Although wide-ranging effects can occur from these reactive species, three are particularly important in regard to cell injury: (1) peroxidation of lipids; (2) alterations of proteins causing fragmentation of polypeptide chains; and (3) alterations of DNA, including breakage of single strands. Lipid peroxidation is the destruction of unsaturated fatty acids. Fatty acids of lipids in membranes possess double bonds between some of the carbon atoms.
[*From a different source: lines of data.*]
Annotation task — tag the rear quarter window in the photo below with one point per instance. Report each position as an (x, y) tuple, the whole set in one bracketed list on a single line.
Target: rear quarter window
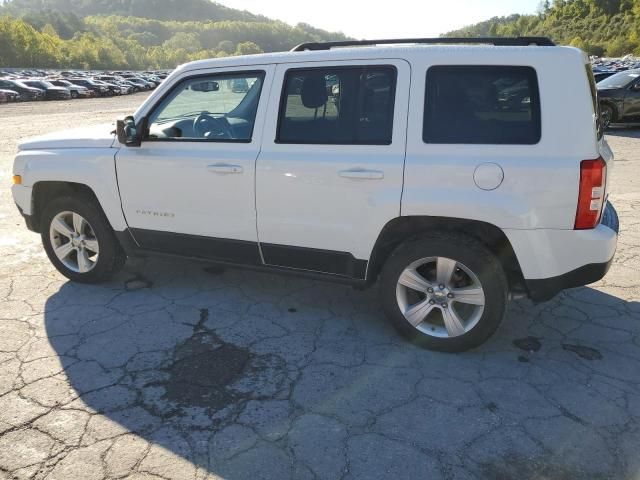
[(482, 105)]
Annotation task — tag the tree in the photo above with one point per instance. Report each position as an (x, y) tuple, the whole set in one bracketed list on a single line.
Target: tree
[(188, 42), (247, 48), (226, 46)]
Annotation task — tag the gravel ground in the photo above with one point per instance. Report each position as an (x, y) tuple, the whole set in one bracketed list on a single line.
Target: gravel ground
[(176, 370)]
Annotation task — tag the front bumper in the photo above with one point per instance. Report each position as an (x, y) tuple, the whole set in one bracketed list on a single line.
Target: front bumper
[(22, 199), (547, 288)]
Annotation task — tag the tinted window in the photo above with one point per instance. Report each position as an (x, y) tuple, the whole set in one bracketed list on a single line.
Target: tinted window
[(338, 106), (482, 105), (210, 108), (594, 99)]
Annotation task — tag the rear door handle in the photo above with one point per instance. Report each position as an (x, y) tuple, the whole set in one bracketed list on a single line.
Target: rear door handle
[(362, 174), (224, 168)]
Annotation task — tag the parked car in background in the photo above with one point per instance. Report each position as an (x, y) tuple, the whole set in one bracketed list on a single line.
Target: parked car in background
[(619, 98), (77, 91), (599, 76), (7, 96), (51, 91), (99, 90), (25, 91), (113, 89)]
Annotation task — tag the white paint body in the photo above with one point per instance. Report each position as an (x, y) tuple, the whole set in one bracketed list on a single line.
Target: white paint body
[(295, 194)]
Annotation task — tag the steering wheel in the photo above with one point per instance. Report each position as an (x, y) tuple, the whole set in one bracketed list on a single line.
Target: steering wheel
[(207, 126)]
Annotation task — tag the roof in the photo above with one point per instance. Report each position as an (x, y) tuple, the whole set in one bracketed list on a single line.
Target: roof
[(379, 52)]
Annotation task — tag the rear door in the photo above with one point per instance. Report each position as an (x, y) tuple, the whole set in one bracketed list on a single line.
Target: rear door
[(330, 172)]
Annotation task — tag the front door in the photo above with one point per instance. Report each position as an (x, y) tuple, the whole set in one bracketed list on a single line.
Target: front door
[(189, 188), (329, 175)]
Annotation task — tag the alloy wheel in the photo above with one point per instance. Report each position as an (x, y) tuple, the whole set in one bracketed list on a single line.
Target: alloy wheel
[(74, 242), (440, 297)]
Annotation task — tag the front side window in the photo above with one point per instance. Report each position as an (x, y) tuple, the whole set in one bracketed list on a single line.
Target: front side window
[(482, 105), (351, 105), (209, 108)]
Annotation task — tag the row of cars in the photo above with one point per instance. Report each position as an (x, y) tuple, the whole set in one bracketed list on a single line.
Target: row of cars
[(618, 84), (607, 67), (32, 85)]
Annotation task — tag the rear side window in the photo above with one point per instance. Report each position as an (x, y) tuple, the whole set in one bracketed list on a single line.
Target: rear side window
[(352, 105), (482, 105), (594, 98)]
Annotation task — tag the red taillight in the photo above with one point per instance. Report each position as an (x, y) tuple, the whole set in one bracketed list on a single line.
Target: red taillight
[(593, 175)]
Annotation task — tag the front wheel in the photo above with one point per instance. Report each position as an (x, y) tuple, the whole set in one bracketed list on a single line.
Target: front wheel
[(79, 240), (444, 292)]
Such bonds are vulnerable to attack by oxygen-derived free radicals, especially OH·. The lipid-radical interactions themselves yield peroxides. The peroxides instigate a chain reaction resulting in membrane, organelle, and cellular destruction. Because of the increased understanding of free radicals, a growing number of diseases and disorders have been linked either directly or indirectly to these reactive species (Box 2-2).